On 25 September 2009, Madagascar: A Crate Adventure was announced as one of two attractions to be a part of the Madagascar zone in Universal Studios Singapore (the other being King Julien's Beach Party-Go-Round). Attraction creative Brent Young was brought on board to re-design the show and direct with producer Rick Hinton, with art direction by Catherynne Jean. The team worked with DreamWorks Animation Studio to produce the attraction. As the park's soft opening day (18 March 2010) approached it was expected that the ride would open with the park. On 17 March 2010, the day before the park opened, AsiaOne News reported that the ride would not open until the middle of 2010. On 8 June 2010, it was announced that the ride would be further delayed with an opening sometime between September and December 2010. In July 2010, Screamscape reported that in addition to technical problems with the ride's system, the attraction's theming had been extensively damaged by a fire inside the show building. In May 2010, testing of the ride had commenced with a likely opening date bumped back into 2011. In January 2011, C.W. Driver, the company in charge of the construction of Madagascar: A Crate Adventure, released 4 photos showing sets from inside the ride.

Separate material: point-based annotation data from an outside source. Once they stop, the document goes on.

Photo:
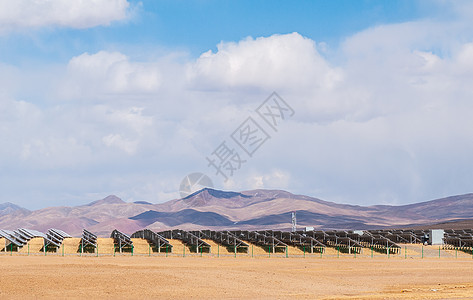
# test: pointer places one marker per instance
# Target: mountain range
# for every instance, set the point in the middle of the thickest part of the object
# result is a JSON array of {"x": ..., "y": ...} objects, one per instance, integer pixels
[{"x": 247, "y": 210}]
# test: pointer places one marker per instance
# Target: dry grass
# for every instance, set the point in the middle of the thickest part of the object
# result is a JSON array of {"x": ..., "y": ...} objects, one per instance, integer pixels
[{"x": 227, "y": 277}]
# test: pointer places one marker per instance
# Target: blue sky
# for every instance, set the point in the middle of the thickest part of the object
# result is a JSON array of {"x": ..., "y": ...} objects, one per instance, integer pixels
[
  {"x": 128, "y": 97},
  {"x": 197, "y": 26}
]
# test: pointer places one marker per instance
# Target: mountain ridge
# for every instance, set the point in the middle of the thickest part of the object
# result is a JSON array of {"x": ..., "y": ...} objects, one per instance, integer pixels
[{"x": 246, "y": 210}]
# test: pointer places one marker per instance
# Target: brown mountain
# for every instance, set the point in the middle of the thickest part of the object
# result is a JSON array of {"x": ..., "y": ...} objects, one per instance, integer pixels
[{"x": 214, "y": 209}]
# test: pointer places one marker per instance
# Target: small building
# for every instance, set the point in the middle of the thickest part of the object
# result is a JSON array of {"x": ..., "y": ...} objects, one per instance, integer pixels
[{"x": 436, "y": 236}]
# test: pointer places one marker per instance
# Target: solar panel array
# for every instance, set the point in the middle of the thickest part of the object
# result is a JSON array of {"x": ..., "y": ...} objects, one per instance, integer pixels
[
  {"x": 153, "y": 238},
  {"x": 121, "y": 239},
  {"x": 460, "y": 238},
  {"x": 188, "y": 238},
  {"x": 225, "y": 238},
  {"x": 54, "y": 237},
  {"x": 264, "y": 239},
  {"x": 88, "y": 240}
]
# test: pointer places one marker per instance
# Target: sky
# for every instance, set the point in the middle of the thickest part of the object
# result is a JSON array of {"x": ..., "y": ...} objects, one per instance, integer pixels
[{"x": 360, "y": 102}]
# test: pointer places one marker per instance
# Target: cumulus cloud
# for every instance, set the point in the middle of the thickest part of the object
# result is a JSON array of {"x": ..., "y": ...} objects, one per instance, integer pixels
[
  {"x": 105, "y": 73},
  {"x": 20, "y": 14},
  {"x": 282, "y": 61},
  {"x": 387, "y": 119}
]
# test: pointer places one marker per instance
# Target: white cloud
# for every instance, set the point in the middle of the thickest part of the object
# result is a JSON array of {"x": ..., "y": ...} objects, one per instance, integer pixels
[
  {"x": 275, "y": 62},
  {"x": 386, "y": 120},
  {"x": 103, "y": 73},
  {"x": 20, "y": 14}
]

On 8 May 2011, it was announced that Madagascar: A Crate Adventure will officially be open to the public eight days later. The ride officially opened on 16 May 2011.

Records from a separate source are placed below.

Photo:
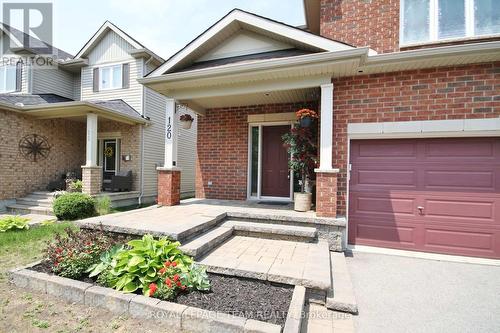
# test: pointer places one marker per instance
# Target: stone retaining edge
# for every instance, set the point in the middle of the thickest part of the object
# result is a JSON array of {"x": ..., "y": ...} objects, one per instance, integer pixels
[
  {"x": 295, "y": 312},
  {"x": 176, "y": 317}
]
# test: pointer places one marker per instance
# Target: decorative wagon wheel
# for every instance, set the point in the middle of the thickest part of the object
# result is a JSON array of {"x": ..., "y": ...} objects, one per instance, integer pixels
[{"x": 34, "y": 147}]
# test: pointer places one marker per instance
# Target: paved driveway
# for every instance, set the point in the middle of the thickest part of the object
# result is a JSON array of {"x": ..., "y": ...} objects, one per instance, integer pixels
[{"x": 398, "y": 294}]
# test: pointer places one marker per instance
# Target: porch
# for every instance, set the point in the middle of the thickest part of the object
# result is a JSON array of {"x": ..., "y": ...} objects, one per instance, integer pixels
[{"x": 91, "y": 141}]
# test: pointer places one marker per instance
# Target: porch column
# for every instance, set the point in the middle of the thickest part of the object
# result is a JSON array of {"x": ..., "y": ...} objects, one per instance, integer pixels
[
  {"x": 326, "y": 176},
  {"x": 169, "y": 176},
  {"x": 91, "y": 172}
]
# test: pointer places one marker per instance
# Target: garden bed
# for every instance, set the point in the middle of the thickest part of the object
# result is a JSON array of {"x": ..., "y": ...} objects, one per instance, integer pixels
[{"x": 251, "y": 299}]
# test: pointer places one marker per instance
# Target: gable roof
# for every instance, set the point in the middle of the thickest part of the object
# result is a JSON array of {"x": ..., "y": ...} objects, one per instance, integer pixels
[
  {"x": 103, "y": 30},
  {"x": 237, "y": 20},
  {"x": 18, "y": 36}
]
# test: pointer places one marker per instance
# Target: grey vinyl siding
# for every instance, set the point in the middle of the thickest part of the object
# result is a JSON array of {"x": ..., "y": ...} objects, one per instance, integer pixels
[
  {"x": 112, "y": 49},
  {"x": 77, "y": 87},
  {"x": 154, "y": 140},
  {"x": 53, "y": 81},
  {"x": 154, "y": 145},
  {"x": 186, "y": 155}
]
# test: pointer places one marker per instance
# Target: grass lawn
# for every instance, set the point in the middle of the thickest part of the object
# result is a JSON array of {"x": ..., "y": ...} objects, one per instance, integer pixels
[{"x": 27, "y": 311}]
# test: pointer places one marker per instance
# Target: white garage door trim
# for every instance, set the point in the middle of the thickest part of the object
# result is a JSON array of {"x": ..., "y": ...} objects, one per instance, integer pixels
[{"x": 489, "y": 127}]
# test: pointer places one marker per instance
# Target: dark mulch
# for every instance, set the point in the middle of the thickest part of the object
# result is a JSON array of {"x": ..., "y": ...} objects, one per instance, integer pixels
[{"x": 253, "y": 299}]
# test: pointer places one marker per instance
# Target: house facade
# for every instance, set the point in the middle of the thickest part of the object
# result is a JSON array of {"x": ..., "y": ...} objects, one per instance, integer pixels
[
  {"x": 93, "y": 118},
  {"x": 408, "y": 96}
]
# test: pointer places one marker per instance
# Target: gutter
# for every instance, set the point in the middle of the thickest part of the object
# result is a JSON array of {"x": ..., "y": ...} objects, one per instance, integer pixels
[
  {"x": 33, "y": 109},
  {"x": 307, "y": 59}
]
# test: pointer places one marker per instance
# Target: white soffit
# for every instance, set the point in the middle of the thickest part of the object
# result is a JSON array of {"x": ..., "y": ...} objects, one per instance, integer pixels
[{"x": 238, "y": 20}]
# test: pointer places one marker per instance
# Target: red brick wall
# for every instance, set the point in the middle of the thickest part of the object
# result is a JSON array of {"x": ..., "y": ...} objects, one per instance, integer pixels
[
  {"x": 373, "y": 23},
  {"x": 471, "y": 91},
  {"x": 223, "y": 149}
]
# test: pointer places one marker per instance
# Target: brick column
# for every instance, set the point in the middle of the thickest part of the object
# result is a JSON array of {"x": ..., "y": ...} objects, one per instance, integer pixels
[
  {"x": 92, "y": 179},
  {"x": 169, "y": 186},
  {"x": 326, "y": 193}
]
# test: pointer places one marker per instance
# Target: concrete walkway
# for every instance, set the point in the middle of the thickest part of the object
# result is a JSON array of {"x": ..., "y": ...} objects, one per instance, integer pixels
[{"x": 400, "y": 294}]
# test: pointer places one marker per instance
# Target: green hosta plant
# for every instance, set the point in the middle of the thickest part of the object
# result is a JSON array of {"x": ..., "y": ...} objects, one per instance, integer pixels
[
  {"x": 13, "y": 222},
  {"x": 138, "y": 266}
]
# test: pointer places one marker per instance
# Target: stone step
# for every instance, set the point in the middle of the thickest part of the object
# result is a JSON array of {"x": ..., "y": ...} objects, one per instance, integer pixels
[
  {"x": 340, "y": 297},
  {"x": 273, "y": 231},
  {"x": 33, "y": 201},
  {"x": 202, "y": 244},
  {"x": 27, "y": 209},
  {"x": 42, "y": 194}
]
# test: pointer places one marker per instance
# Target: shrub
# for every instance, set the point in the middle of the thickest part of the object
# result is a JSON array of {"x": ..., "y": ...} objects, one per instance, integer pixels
[
  {"x": 73, "y": 206},
  {"x": 13, "y": 222},
  {"x": 138, "y": 266},
  {"x": 71, "y": 255},
  {"x": 103, "y": 205},
  {"x": 174, "y": 280},
  {"x": 76, "y": 186}
]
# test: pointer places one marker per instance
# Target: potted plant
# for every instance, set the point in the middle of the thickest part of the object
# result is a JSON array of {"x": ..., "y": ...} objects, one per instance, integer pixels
[
  {"x": 301, "y": 144},
  {"x": 306, "y": 117},
  {"x": 186, "y": 121}
]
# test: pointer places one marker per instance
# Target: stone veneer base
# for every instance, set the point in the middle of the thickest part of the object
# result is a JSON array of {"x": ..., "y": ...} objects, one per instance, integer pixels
[{"x": 176, "y": 317}]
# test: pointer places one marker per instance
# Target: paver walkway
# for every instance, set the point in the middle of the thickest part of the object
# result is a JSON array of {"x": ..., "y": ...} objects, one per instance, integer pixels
[{"x": 282, "y": 261}]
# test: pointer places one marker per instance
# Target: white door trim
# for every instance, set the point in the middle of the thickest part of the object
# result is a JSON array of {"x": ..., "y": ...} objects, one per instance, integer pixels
[{"x": 259, "y": 170}]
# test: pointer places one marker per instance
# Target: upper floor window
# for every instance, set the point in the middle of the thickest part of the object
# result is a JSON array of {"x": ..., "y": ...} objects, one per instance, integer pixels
[
  {"x": 7, "y": 78},
  {"x": 111, "y": 77},
  {"x": 435, "y": 20}
]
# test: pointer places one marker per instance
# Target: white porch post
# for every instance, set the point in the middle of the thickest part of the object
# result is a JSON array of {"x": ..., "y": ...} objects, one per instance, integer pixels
[
  {"x": 171, "y": 135},
  {"x": 91, "y": 172},
  {"x": 326, "y": 139},
  {"x": 91, "y": 147}
]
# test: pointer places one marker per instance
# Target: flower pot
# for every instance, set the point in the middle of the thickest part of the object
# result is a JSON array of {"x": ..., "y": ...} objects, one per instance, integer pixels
[
  {"x": 186, "y": 124},
  {"x": 302, "y": 201},
  {"x": 305, "y": 122}
]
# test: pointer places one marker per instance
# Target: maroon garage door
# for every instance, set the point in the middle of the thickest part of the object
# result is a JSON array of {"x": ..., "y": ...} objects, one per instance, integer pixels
[{"x": 433, "y": 195}]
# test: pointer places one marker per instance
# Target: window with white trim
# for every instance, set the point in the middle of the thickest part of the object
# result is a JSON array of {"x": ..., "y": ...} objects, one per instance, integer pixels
[
  {"x": 110, "y": 77},
  {"x": 7, "y": 78},
  {"x": 424, "y": 21}
]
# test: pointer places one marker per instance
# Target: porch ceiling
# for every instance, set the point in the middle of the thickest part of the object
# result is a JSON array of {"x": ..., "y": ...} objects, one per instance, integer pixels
[{"x": 74, "y": 111}]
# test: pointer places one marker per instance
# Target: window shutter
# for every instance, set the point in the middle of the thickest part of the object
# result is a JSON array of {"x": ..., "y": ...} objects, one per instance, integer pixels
[
  {"x": 19, "y": 76},
  {"x": 96, "y": 79},
  {"x": 125, "y": 76}
]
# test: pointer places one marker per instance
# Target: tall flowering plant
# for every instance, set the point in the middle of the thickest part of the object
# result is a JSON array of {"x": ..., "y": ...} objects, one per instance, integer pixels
[{"x": 301, "y": 144}]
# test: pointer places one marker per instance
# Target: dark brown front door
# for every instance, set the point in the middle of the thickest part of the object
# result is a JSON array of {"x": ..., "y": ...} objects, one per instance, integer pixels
[{"x": 275, "y": 180}]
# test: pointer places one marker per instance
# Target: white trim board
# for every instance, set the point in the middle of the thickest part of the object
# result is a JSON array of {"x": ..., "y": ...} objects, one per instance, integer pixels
[
  {"x": 256, "y": 21},
  {"x": 423, "y": 255},
  {"x": 425, "y": 128}
]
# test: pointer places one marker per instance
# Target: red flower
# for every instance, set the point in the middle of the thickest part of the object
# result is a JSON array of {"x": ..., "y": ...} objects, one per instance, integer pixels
[{"x": 152, "y": 288}]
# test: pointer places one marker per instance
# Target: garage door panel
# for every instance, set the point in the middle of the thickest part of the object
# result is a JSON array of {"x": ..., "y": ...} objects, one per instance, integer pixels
[
  {"x": 453, "y": 239},
  {"x": 385, "y": 234},
  {"x": 465, "y": 180},
  {"x": 451, "y": 149},
  {"x": 455, "y": 181},
  {"x": 460, "y": 209},
  {"x": 381, "y": 178},
  {"x": 386, "y": 150}
]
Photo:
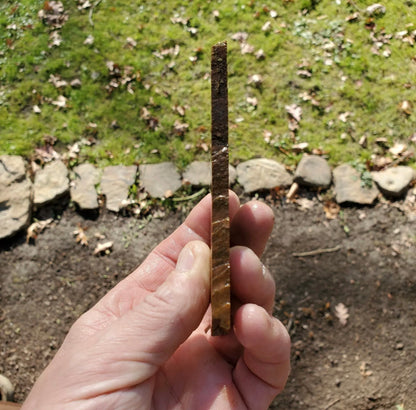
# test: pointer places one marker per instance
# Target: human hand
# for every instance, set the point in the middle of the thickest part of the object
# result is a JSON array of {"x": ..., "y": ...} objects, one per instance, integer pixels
[{"x": 147, "y": 343}]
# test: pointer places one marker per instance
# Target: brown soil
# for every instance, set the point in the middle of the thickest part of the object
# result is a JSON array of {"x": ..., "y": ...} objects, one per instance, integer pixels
[{"x": 370, "y": 363}]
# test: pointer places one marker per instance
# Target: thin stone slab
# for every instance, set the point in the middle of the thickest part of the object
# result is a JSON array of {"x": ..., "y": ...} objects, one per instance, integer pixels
[
  {"x": 262, "y": 173},
  {"x": 51, "y": 183},
  {"x": 348, "y": 186},
  {"x": 160, "y": 180},
  {"x": 83, "y": 191},
  {"x": 198, "y": 173},
  {"x": 15, "y": 195},
  {"x": 115, "y": 184},
  {"x": 394, "y": 182},
  {"x": 313, "y": 171}
]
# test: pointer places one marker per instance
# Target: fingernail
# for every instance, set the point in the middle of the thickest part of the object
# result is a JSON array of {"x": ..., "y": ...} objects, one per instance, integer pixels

In April 2019, it was announced that the ride, and the entire land surrounding it, would close to make way for two lands: Minion Land and Super Nintendo World. The ride closed to make way for Despicable Me Minion Mayhem, a ride found at all Universal parks, with an announced opening date of 2022. However, due to the COVID-19 pandemic, these expansions were delayed. On 18 February 2022, Resorts World Sentosa officially announced the attraction, and surrounding area, would be closing on 27 March 2022.

==Summary==
===Pre-show===
As guests enter the queue, they are confronted with television screens featuring a national television reporter informing guests that Central Park Zoo favorites Alex, Marty, Gloria and Melman have gone missing while being shipped to Kenya. They are told the ship carrying the animals went missing near the shores of The Cape of Good Hope. Guests board rafts which have signs on the back of them reading "Beware of Foosa!"

===Ride experience===
The ride starts off with a famous scene from the first movie. Guests will see crates each containing Alex, Marty, Gloria and Melman. The raft makes a turn allowing the guests to see a silhouette of the Captain on board, by then the penguins have escaped plotting their plan. Rico knocks out the captain and he becomes unconscious. Skipper gives instructions as the penguins later take over the ship. The alarm goes off and the raft makes a quick turn to a scene where a stack of crates are about to topple over the guests. The animal's crates can be seen thrown off the ship, making their way to Madagascar. The raft later enters Madagascar where everyone is shocked that they are lost, except for Marty who is seen slurping salt water. The raft makes another turn where guests find the penguins. Skipper then asks Kowalski where they are. Kowalski is unable to tell where they are as the map is "written in code", a reference to Star Wars. The guests will see the animals finding their way around Madagascar. The raft enters through the bushes where they find King Julien and the lemurs having a party and singing I Like to Move It. The raft makes a left turn where Mort is seen dancing. Above him on a rock are foosas. One of them is sprinkling salt and pepper on to Mort while another holds a fork and knife ready for him to be their meal. The lemurs and the rest of the gang later hatch a plan to attack the foosas. The next scene shows the gang attacking the foosas. As the raft enters a volcano crater, Julien snatches a ball filled with TNT explosives from the penguins, thinking that it is a "toy candle". It later explodes, setting a foosa's head on fire as a camera takes an on-ride photo of the riders. The animals later celebrate their victory as Alex, Marty, Gloria, Melman and the penguins get their luxuries. The ride ends with Marty and Mort squirting water at the guests as the raft makes an exit. At the exit, the penguins can be seen repairing a plane.